In subgroup analysis, we established that the effect of DASH diet were more strongly associated with HUA among men than women. This may be because men generally have higher levels of SUA than women, while the DASH diet may have a greater effect on those with higher levels of SUA [20]. Our study also explored the differences in the association between DASH diet and HUA among residents of different ethnic groups in China, and the results showed that the association was stronger among non-Han Chinese. Genetic factors may play an indispensable role in the risk association [10]. In addition, we established that the effect of DASH diet on HUA was significantly stronger in rural residents relative to urban residents. Higher levels of residential greenness and better sleeping patterns were documented to be related with lower risk of HUA in previous Chinese studies [44,45,46]. Therefore, we speculate that differences in living environment and lifestyle between urban and rural areas may be attributable to the effect modification.

The DASH diet is based on the Western dietary pattern and was initially developed for the American population. Over the past three decades, the dietary patterns of Chinese adults have shown a trend toward Western, mainly in the form of reduced intakes of vegetables and whole grains and increased intakes of red meat, processed meat, sugary drinks, saturated fats, and alcohol [47]. In this situation, the DASH dietary pattern as a healthy nutritional strategy may also contribute to the quality of the diet of the Chinese population. However, given the cultural and dietary differences, we still need to develop a modified DASH diet more suitable for our population, as Japan and Korea have done [17]. For example, since the Chinese diet has a low dairy product intake, we can increase calcium intake by increasing traditional foods such as beans and tofu. The development of the DASH diet for the Chinese population considering traditional staples, dishes, and other dietary habits will focus on our subsequent studies.

There are several strengths to our study. First, this is the first research premise to assess the relationship of the DASH diet with SUA levels and the odds of HUA among Chinese adults using a nationally representative sample. Thus, our results can be generalizable to the whole Chinese adults population. Second, the inverse association of the DASH diet with SUA contents and HUA was sustained following adjustment for numerous prospective confounding variables. Thirdly, Standardized methods as well as data collecting processes, and also training along with stringent quality control for all participants, assured the credibility of this research work’s findings.

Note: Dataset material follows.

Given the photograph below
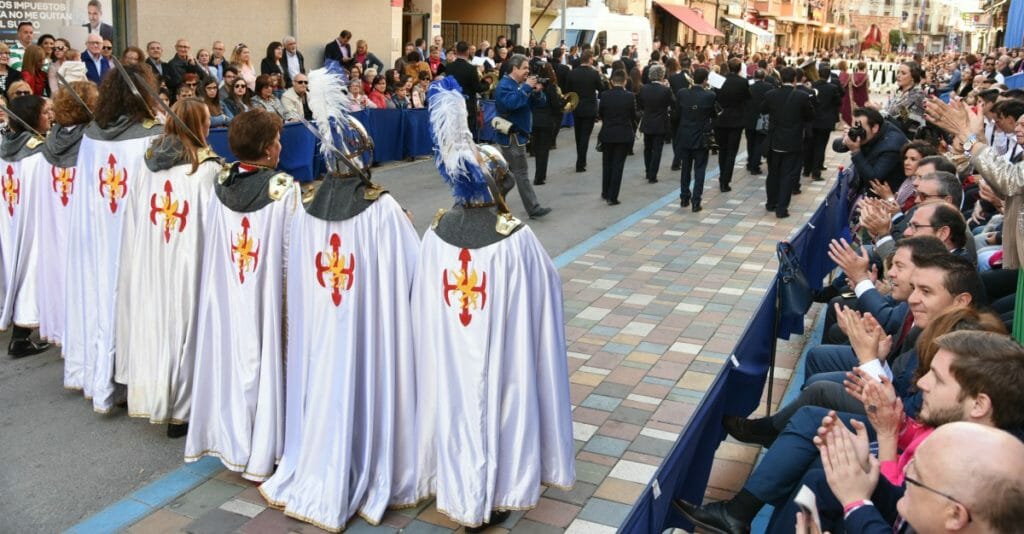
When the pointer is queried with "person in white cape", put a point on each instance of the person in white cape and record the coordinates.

Several limitations are also present in this research premise. Due to the cross-sectional aspect of this premise, we were unable to confirm a causal relationship of the DASH diet with SUA levels and HUA. Those conclusions would need to be confirmed by longitudinal studies. In addition, we could not exclude patients with gout who were finally enrolled in our study due to lack of information. According to the estimated prevalence of gout among Chinese adults in 2017 [48], there might be nearly 285 potential (0.429%) gout patients in our research. Therefore, the use of urate-lowering therapies and diuretics of these patients may still have an impact on our results although the number of these patients was small. At last, since we estimated levels of dietary intake using the 24-hour dietary recall method, long-term dietary intake may not accurately be reflected in our findings. Nevertheless, relative to the questionnaire of food frequency, the 24-hour recall yielded greater data on the kind and amount of food consumed, potentially reducing the possibility of under- or over-estimating nutrient intake levels [49].

Conclusions

Herein, a negative relationship of DASH diet with SUA contents and the odds of HUA among the Chinese adult population was reported. This association was stronger among man, non-Han Chinese and rural residents. These findings may provide new dietary strategies into the prevention and management of HUA.